Our study had several limitations. The recommendations regarding the rules for COVID-19 testing, indications for hospitalization, and treatment availability were changing during the pandemic. This could have influenced the number of hospitalized and treated children, as well as the length of hospitalization.

Almost all children taking part in our study were Caucasian. In Poland, ethnic diversity is low, with racial minorities constituting a very small proportion of the population. In other reports, Black African and Hispanic populations were significantly overrepresented among severe COVID-19 pediatric cases.

The next limitation is the relatively small number of patients with a severe course of COVID-19 in our study. Moreover, it cannot be ruled out that a child with severe disease could have been hospitalized and even could have died in another hospital in our region. Also, the numerous definitions of COVID-19 severity makes comparison with other studies difficult.
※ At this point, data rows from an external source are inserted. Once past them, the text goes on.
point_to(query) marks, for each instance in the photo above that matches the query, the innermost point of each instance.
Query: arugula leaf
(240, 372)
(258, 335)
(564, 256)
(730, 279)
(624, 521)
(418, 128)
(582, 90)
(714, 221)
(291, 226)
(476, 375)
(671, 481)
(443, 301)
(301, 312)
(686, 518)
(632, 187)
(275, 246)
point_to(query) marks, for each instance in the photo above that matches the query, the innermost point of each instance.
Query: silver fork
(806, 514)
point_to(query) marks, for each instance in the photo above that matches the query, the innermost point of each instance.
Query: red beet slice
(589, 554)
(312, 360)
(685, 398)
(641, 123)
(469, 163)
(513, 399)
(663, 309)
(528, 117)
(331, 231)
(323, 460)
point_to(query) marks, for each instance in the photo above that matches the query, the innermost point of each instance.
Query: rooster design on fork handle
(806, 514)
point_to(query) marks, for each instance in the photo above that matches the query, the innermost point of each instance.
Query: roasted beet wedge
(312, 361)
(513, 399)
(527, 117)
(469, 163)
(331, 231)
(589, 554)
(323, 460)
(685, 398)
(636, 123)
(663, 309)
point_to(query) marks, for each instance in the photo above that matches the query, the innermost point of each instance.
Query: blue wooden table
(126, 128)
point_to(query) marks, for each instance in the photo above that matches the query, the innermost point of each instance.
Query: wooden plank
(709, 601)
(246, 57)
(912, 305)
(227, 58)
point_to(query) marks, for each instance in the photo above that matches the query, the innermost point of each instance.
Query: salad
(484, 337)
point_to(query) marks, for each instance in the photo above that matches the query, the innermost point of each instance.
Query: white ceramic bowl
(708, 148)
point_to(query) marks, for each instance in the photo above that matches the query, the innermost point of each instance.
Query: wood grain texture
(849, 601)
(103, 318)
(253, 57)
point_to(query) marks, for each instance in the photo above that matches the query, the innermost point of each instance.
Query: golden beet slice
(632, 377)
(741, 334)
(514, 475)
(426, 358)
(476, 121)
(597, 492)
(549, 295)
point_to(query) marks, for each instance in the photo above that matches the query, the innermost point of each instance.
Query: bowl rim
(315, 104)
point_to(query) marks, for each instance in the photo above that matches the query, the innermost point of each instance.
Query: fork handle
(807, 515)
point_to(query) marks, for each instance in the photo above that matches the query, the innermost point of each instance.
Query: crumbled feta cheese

In conclusion, in our study, risk factors for a severe course of COVID-19 were: young age, lack of COVID-19 and BCG vaccination, auscultation changes, and dyspnea on admission. The presence of comorbidities, high CRP, LDH, and ferritin levels were the predictors of need for mechanical ventilation and death. Among children mechanically ventilated, teenagers generally had a favorable prognosis of recovery, whereas infants with comorbidities were at the highest risk of death. Our observations may be useful for defining the high-risk group for severe COVID-19 and could help to guide hospital admission and prevention of COVID-19 in pediatric patients.